A Call to Men – Leading From Love
Reflections from A Call to Men’s Leadership Academy
By Moving Rasa
April 2025
“Who would we be if we were truly accountable to the people—not just to my job description or title, but to their wholeness?”
This was one of the many powerful questions that emerged during our participation in A Call to Men’s Leadership Academy—a multiday gathering grounded in love, bold vision, and the reimagining of healthy masculinity.
One word echoed through the reflections of the Moving Rasa team after each day: Revealed. The Academy didn’t simply teach leadership; it embodied it.
Embodying Possibility, Not Punishment
A Call to Men has long been a national leader in the movement to end gender-based violence. Their work is rooted in engaging men and boys to embrace healthy, expansive forms of masculinity while building accountable communities that center women, girls, and LGBTQIA+ people.

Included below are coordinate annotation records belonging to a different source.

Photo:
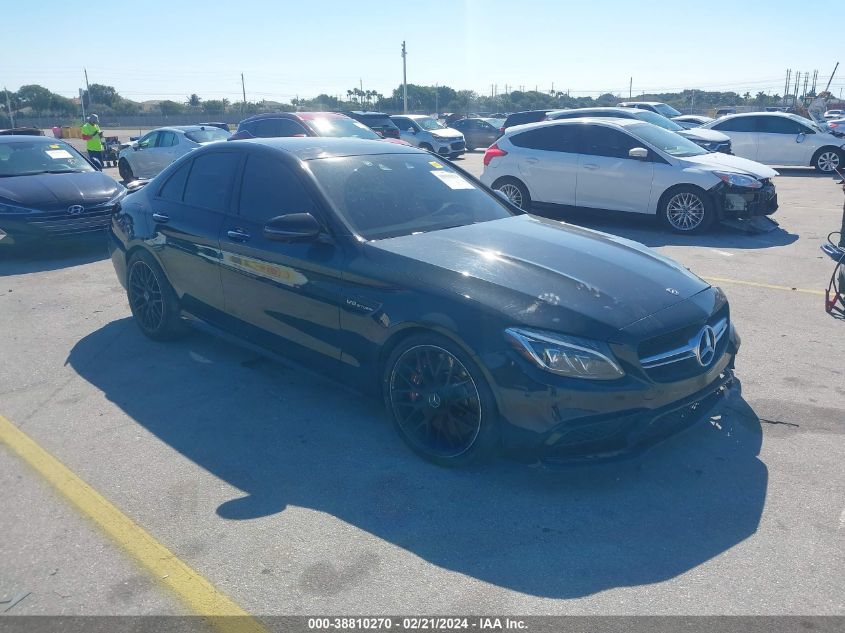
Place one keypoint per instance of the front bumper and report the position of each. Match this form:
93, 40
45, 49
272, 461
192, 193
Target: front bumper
566, 420
20, 229
742, 202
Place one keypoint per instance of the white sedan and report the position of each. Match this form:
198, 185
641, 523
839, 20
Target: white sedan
779, 138
154, 151
626, 165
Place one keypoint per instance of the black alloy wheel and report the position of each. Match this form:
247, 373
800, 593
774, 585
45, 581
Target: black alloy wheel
152, 300
441, 409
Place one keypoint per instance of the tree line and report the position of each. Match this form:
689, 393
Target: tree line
36, 100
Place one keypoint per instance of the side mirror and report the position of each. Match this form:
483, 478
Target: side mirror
292, 227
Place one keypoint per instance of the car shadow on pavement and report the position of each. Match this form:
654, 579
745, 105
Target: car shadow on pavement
647, 231
46, 257
290, 438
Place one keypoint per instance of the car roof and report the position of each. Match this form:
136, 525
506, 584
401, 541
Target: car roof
304, 116
310, 147
626, 112
608, 121
184, 128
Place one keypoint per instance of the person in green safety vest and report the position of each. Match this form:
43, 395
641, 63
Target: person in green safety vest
93, 137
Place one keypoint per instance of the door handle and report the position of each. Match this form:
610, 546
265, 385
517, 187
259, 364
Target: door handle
238, 235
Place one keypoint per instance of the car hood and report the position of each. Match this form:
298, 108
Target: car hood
703, 134
732, 163
544, 273
52, 191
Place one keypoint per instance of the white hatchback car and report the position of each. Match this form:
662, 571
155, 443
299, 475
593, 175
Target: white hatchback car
626, 165
426, 133
779, 138
154, 151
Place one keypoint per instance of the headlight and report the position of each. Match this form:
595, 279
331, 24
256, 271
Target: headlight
10, 208
738, 180
566, 355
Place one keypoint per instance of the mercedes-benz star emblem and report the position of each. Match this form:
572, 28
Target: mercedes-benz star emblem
706, 350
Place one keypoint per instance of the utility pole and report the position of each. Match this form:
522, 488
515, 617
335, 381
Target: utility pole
827, 87
786, 85
9, 108
243, 89
87, 89
404, 79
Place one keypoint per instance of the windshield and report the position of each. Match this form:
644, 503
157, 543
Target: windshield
666, 141
388, 195
28, 157
207, 135
427, 123
344, 127
658, 120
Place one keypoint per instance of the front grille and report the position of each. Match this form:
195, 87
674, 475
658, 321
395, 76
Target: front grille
60, 223
672, 356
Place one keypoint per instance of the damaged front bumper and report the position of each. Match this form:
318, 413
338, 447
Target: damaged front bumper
733, 201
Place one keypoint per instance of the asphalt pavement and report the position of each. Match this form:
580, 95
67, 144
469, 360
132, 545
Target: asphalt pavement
292, 495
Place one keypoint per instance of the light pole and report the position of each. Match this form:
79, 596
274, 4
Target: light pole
404, 80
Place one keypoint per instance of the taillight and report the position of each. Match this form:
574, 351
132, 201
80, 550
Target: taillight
494, 151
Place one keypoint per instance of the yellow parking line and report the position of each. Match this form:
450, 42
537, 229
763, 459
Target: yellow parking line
194, 590
720, 280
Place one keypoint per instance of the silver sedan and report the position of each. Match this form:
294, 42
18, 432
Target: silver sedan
154, 151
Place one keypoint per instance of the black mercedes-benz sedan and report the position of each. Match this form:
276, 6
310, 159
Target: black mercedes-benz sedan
397, 273
49, 190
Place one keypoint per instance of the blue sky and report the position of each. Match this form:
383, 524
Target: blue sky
156, 49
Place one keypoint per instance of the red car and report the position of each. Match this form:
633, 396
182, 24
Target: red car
276, 124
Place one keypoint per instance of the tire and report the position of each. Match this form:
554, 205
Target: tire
686, 209
152, 299
516, 192
828, 159
440, 402
125, 170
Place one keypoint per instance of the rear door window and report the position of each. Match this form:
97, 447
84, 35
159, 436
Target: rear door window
210, 181
739, 124
551, 138
598, 140
175, 186
780, 125
270, 189
275, 128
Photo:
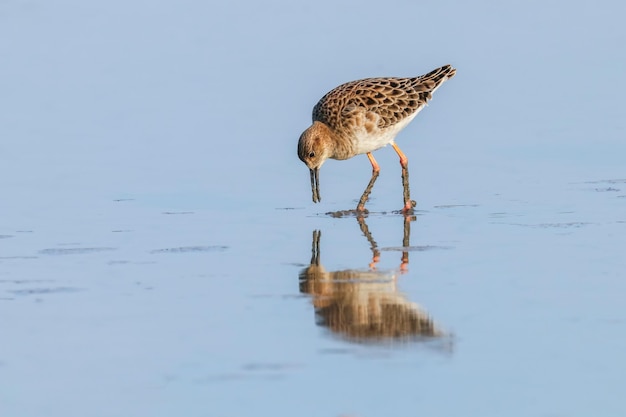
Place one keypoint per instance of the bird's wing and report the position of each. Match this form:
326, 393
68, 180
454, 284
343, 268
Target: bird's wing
390, 99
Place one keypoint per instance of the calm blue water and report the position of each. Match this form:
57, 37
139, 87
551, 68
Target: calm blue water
156, 225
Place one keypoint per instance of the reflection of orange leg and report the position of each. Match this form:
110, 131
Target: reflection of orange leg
370, 239
406, 243
404, 163
368, 189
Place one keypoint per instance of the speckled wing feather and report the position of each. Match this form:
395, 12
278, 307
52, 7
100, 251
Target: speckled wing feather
392, 99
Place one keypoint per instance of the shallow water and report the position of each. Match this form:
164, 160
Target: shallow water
160, 255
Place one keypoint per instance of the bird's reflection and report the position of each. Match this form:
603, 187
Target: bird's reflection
365, 305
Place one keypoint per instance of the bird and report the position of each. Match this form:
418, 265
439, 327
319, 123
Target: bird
362, 116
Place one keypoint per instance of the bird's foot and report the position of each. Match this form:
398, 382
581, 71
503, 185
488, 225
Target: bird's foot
408, 207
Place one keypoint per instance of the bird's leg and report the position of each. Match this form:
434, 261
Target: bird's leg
404, 163
368, 190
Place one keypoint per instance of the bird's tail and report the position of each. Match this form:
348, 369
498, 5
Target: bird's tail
431, 81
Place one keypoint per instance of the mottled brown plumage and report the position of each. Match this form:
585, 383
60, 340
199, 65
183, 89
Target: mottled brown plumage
363, 116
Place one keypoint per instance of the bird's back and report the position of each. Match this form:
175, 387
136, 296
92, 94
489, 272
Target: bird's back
387, 100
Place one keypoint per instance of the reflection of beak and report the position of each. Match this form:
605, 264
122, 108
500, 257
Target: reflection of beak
315, 184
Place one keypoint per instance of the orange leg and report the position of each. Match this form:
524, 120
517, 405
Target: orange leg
404, 163
368, 189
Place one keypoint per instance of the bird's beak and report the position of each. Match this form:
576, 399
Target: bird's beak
315, 184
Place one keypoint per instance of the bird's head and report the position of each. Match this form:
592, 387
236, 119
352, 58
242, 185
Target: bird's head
314, 148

At the center of the Leadership Academy is Tony Porter, co-founder and CEO of A Call to Men, whose decades of cultural work have reshaped how communities think about masculinity and violence. Tony’s approach is relational, visionary, and rooted in unapologetic Black joy. Rather than leading from blame or shame, he invites men to step into deeper forms of connection and care.
The Academy models a simple but radical truth: men don’t need to be fixed—they need to be loved, challenged, and invited into healing relationships.
Leadership that Loves, Listens, and Listens Again
Throughout the Academy, we witnessed how A Call to Men meets people where they are—literally and spiritually. Whether it’s through conversations at corner stores, churches, barber shops, or team huddles, their approach is deeply relational.
The community already holds the answers, they teach. The work is not to rescue—it is to show up as kin, as neighbors, with humility and presence.
One of the most compelling lessons explored how to use culture to unpack culture, building spaces that are safe enough for people to be challenged and still stay present. True transformation, as participants learned, isn’t rooted in confrontation. It’s grounded in love, curiosity, and care.
Participants also explored how to communicate in ways that invite—not impose. Story-sharing, visioning, and listening were treated as sacred tools—not strategies. It’s not about telling people what healthy masculinity looks like. It’s about asking them. Showing them. And holding space for their truth to emerge.
A Structure That Reflects the Mission
Even the operational model at A Call to Men reflects their values. Their 60/20/20 structure—60% of staff time for job responsibilities, 20% for team support, and 20% for visionary work—models a way of being that centers collective care, not burnout. It’s leadership that breathes.
This internal culture mirrors the work they do externally. Everything they build—whether programs, policies, or people—is designed with intention and compassion.
What Moving Rasa Is Carrying Forward
We left the Academy with hearts full and vision clarified. The lessons extended beyond technical knowledge. They revealed deeper ways of being in community, in leadership, and in love.
Here are a few truths we are carrying forward:
That community is not a side project—it is the way
That accountability is not punishment—it is an act of care
That leadership is not about rising above—it is about lifting together
That connection across difference is possible when we meet each other with humility and humanity
Most of all, the experience reaffirmed a core truth that guides Moving Rasa’s work:
Healing happens in relationship. And relationship begins with presence, listening, and love.
The path forward is not always easy. But it is clearer now—one relationship, one conversation, one act of care at a time.